“So I understand.”
Kelly probably referred to Kyle’s injuries. She couldn’t know that the physical pain was the least of what Kyle had suffered.
Glancing toward the kitchen window, Molly wondered if anyone in her family would notice the changes that had taken place in her during the time she had spent with Kyle.
Chapter Eleven
“And my daddy said when I get bigger I can ride in a barrel race. Have you ever seen a barrel race, Mr. Kyle?
Daddy used to do rodeo, but he wasn’t very good.”
“Hey, I wasn’t that bad,” Shane protested, placing a hand on his daughter’s bobbing blond head. “I just had other things I wanted to concentrate on. Like keeping all my bones intact,” he added in an aside to Kyle.

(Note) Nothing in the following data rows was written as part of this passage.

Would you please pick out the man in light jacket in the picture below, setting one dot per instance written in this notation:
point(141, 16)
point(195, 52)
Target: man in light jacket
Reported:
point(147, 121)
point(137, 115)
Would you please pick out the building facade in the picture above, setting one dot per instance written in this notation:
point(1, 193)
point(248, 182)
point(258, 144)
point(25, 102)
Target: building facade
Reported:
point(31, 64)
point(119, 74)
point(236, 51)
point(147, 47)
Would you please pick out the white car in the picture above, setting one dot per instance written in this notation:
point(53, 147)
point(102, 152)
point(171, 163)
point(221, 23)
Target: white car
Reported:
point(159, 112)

Kyle smiled obligingly as they made their way across the sweeping back lawn toward the main house, but his head was still spinning from spending the better part of an hour with Shane and Lucy. Kyle had noted on more than one occasion that Molly liked to talk, but she couldn’t hold a candle to her four-year-old niece. At least Molly had to pause for air occasionally.
“Run on into the house, honey, and ask your mommy for a glass of milk or something,” Shane instructed, giving Lucy a little push. “We’ll be right in.”
Lucy disappeared into the house. Shane turned to Kyle, motioning toward one of the wrought-iron rockers grouped invitingly around the brick patio that stretched across the entire back of his parents’ home. “Have a seat, Kyle.”
He chose a rocker warily, wondering what was coming next. An interrogation? Had Shane somehow sensed that he and Molly were involved in…well, in something?
Shane dropped into one of the nearby chairs, stretching his lanky, denim-clad legs in front of him, battered boots crossed at the ankle. “Does the ranch look pretty much the way you remembered?”
“With a few exceptions, yeah, it’s the same.”
“You ever think much about your time here?”
“Occasionally. It was the one good time during a generally lousy period in my life.”
“You’ve always been welcome to come back for a visit, you know.”
Kyle nodded. “I figured. Time just got away. Things changed. You know how it goes.”
“Yeah, I know. You start feeling like a different person. Not sure how you’ll connect again with the people who knew you the way you were before.”
“That sums it up pretty well.” Kyle was surprised Shane understood.
“I’ve been talking to Daniel Andreas since he married my cousin B.J. He said that’s sort of the way he felt when the thought of visiting crossed his mind during the past few years.”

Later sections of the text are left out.